Compost of the Heart: Weaving the New Myth of Community
Across the years of writing, building, teaching, and tending here at Wanosh Forest Gardens, one thread keeps surfacing: the longing people carry to live in harmony with the world and with one another. But what if this longing isn’t about returning to some imagined past? What if the real work is composting the old stories into new soil, growing a way of life resilient enough to meet what’s coming?
I’ve watched countless romantic visions dissolve on the land. Visitors arrive imagining a golden-light homestead life, only to meet the reality of a compost toilet overflowing during a rainstorm or an irrigation line bursting right when the tomatoes need water. And I’ve seen the opposite too… the fire of accountability that rises when a group shows up fully. Early mornings stacking firewood in the fog, walking the watershed with mcclouds and intention, gathering in the timber-framing yard (some of you know it as the train station) where callused hands build the structures that will hold future generations. These are the moments when the illusions fall away and the real work begins.
At Wanosh, we’ve shared long days that end in the cob sauna, laughter rolling like water over stone. We’ve eaten meals that taste different, not only because they were grown on site, but because they were earned through collective effort. We’ve tended ritualized burns as the rains arrive, harvested poles with reverence, and held each other through grief that rose from somewhere ancient. All of it belongs. The friction and the joy, the grief and the song, the discipline and the dance. Community is where we become the prayer by tending to our personal and collective shadows together.

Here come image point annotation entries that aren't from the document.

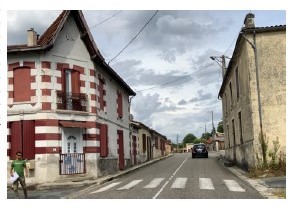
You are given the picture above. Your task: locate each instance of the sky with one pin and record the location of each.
(176, 44)
(168, 64)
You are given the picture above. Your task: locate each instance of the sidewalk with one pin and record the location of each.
(269, 187)
(77, 183)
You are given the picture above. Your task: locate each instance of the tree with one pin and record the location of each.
(206, 135)
(198, 140)
(220, 127)
(189, 138)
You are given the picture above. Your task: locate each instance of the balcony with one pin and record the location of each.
(71, 101)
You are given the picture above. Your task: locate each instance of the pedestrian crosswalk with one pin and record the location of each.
(178, 183)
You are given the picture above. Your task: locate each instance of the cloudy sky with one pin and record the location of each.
(168, 64)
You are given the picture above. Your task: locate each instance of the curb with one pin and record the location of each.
(257, 184)
(112, 176)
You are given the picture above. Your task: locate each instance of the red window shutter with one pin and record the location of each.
(28, 140)
(16, 138)
(120, 105)
(144, 142)
(101, 95)
(75, 82)
(103, 140)
(22, 84)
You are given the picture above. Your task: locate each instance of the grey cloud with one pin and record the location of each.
(182, 102)
(134, 75)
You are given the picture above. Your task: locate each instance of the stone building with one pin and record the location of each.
(68, 110)
(253, 92)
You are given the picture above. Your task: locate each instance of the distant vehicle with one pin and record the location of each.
(199, 150)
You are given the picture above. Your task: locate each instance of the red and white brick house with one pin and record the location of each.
(68, 110)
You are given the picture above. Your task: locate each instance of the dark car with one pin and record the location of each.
(199, 150)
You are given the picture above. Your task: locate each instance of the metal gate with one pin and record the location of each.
(72, 163)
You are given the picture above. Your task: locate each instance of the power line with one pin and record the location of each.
(175, 79)
(134, 36)
(105, 20)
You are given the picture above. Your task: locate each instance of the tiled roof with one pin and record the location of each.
(47, 39)
(49, 34)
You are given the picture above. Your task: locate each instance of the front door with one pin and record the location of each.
(72, 140)
(72, 158)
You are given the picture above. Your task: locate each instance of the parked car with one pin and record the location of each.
(199, 150)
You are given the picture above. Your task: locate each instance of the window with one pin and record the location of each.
(230, 88)
(240, 127)
(233, 132)
(143, 143)
(23, 139)
(22, 84)
(237, 83)
(120, 105)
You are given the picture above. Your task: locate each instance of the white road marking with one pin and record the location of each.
(106, 187)
(156, 195)
(130, 185)
(179, 183)
(233, 186)
(154, 183)
(205, 183)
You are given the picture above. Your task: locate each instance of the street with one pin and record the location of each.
(179, 176)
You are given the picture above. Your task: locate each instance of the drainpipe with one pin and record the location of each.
(257, 75)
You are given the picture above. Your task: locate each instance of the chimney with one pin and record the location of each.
(31, 37)
(249, 20)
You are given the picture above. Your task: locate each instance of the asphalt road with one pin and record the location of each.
(177, 177)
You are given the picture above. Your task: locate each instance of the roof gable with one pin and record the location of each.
(47, 39)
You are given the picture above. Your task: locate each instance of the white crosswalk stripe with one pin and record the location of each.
(233, 186)
(106, 187)
(205, 183)
(179, 183)
(154, 183)
(130, 185)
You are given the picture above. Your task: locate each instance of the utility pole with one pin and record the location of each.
(177, 143)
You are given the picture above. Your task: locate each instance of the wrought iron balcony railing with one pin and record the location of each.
(72, 101)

When we gather in circles on the land, whether in the Council Meadow, or when the center transforms into the Tea House, or under the shade of the oaks where we chaperoned grandpa fire through... We remember what coherence feels like. We let the elephants breathe. We speak truths without blame. We receive feedback as medicine. And in those moments, we remember that cohesion is not control; it’s coherence. That leadership isn’t hierarchy; it’s responsibility; response-ability. And that love, while not always comfortable, requires courage.
As we practice these ways of being, something miraculous begins to hum beneath it all: rhythm. The forest begins to speak through us. The mycelial networks of our relationships start pulsing with aliveness. Work parties turn into celebrations. The same hands that dig trenches also drum beside the fire, plant trees along the creek, mend the garden beds, and hold someone as grief cracks them open. Here on this land, the line between labor and the sacred dissolves.

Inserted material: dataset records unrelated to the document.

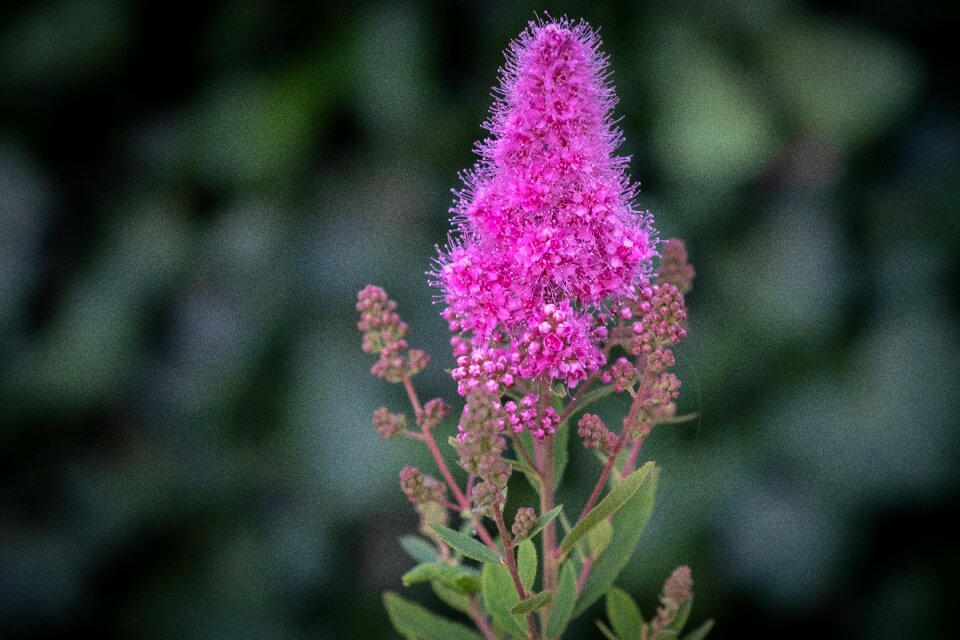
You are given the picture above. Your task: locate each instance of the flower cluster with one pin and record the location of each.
(527, 416)
(675, 267)
(428, 496)
(549, 292)
(559, 343)
(491, 369)
(662, 319)
(595, 433)
(547, 233)
(480, 444)
(676, 591)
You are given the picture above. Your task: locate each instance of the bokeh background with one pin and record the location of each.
(190, 196)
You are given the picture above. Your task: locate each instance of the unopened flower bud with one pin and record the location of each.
(523, 522)
(676, 591)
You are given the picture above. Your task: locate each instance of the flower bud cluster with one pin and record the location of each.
(421, 488)
(388, 425)
(479, 442)
(663, 392)
(428, 496)
(523, 522)
(558, 344)
(379, 322)
(662, 319)
(675, 267)
(433, 413)
(526, 416)
(485, 494)
(491, 369)
(676, 591)
(622, 374)
(595, 433)
(383, 333)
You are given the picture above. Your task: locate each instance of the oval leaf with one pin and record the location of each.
(599, 537)
(470, 547)
(412, 619)
(430, 571)
(544, 520)
(628, 526)
(500, 596)
(624, 614)
(608, 506)
(527, 563)
(419, 549)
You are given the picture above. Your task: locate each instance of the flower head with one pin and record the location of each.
(546, 222)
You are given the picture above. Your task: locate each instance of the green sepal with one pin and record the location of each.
(628, 526)
(499, 597)
(563, 603)
(623, 613)
(467, 546)
(606, 507)
(413, 620)
(532, 603)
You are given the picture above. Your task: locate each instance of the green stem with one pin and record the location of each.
(512, 563)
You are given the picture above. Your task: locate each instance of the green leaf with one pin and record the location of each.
(430, 571)
(469, 583)
(700, 632)
(623, 613)
(527, 563)
(563, 604)
(413, 620)
(628, 526)
(609, 635)
(609, 505)
(454, 598)
(599, 537)
(561, 454)
(687, 417)
(527, 470)
(419, 549)
(544, 520)
(466, 545)
(533, 603)
(500, 596)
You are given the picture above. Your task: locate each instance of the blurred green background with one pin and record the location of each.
(191, 196)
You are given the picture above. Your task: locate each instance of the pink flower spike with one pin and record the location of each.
(546, 216)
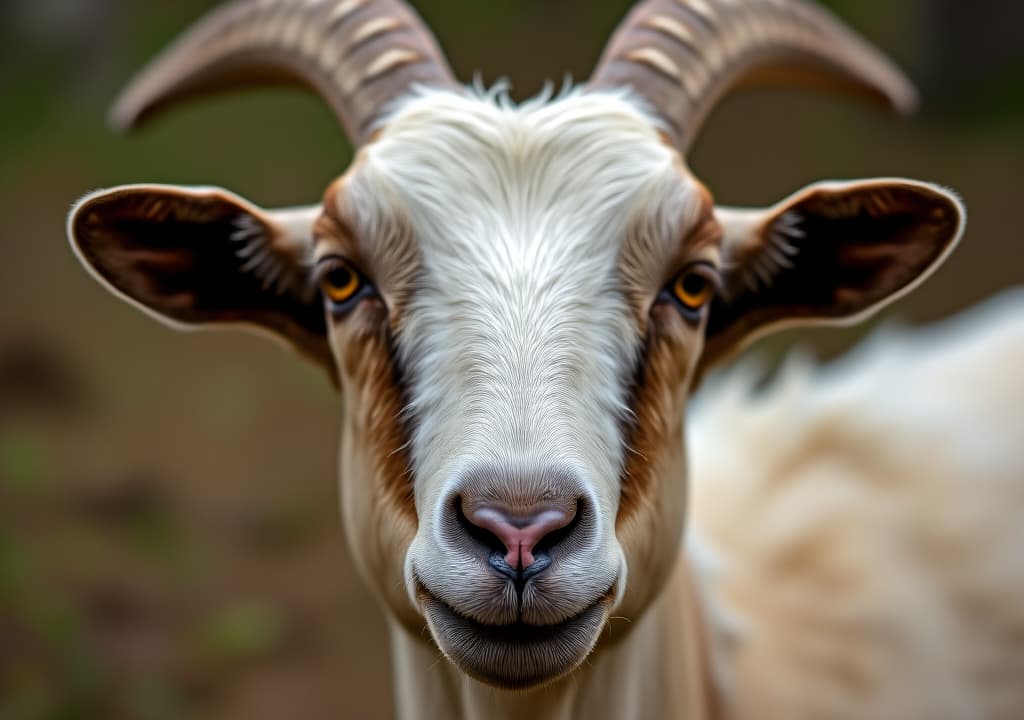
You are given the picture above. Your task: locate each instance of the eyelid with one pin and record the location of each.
(710, 271)
(328, 263)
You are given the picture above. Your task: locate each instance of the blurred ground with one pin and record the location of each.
(169, 541)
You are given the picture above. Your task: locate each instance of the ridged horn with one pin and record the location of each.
(683, 55)
(357, 54)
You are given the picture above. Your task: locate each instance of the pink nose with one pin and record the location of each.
(520, 533)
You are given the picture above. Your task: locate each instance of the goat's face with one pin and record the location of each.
(514, 301)
(514, 379)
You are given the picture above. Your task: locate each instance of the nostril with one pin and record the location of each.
(480, 535)
(520, 535)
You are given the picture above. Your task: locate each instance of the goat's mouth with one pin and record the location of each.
(517, 655)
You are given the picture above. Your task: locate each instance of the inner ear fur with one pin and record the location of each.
(199, 257)
(834, 253)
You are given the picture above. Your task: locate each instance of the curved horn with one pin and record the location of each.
(682, 55)
(357, 54)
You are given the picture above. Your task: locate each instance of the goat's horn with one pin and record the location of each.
(358, 54)
(682, 55)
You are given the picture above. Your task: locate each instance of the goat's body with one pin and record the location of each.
(868, 525)
(853, 552)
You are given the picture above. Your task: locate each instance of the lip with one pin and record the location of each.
(517, 655)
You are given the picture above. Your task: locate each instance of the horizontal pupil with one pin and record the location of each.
(340, 279)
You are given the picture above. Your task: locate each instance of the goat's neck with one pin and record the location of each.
(663, 669)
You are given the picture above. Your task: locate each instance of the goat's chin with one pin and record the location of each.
(516, 657)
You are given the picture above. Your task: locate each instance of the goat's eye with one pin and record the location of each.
(340, 282)
(694, 288)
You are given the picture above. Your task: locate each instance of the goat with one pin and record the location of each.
(515, 302)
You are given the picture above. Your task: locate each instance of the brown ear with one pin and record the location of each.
(198, 257)
(834, 253)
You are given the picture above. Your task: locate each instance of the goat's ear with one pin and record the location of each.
(197, 257)
(834, 253)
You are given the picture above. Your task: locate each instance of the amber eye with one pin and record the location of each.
(340, 283)
(693, 288)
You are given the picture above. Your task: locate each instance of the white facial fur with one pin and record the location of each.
(519, 343)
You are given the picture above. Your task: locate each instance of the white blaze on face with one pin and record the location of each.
(519, 344)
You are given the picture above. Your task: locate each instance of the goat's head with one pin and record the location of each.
(515, 300)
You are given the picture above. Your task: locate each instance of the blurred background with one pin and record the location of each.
(169, 537)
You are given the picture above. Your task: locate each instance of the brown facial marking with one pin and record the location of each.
(653, 479)
(376, 477)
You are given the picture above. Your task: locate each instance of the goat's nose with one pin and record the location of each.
(519, 532)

And when we reach this place, the dream stops being dream and becomes reality. A living ecosystem where the magic number of humans can hold the balance of care, effort, and rest. Where each person’s accountability strengthens the community’s resilience. Where newcomers can arrive, contribute, and leave inspired without collapsing the systems that sustain us.
This is the myth we are living into at Wanosh... a story of empowerment and engagement. A way of life where callused hands and open hearts co-create the fertile soil of the future. The compost of the heart, turning all we’ve written and lived into one visible prayer: that we might remember how to live well together as good ancestors.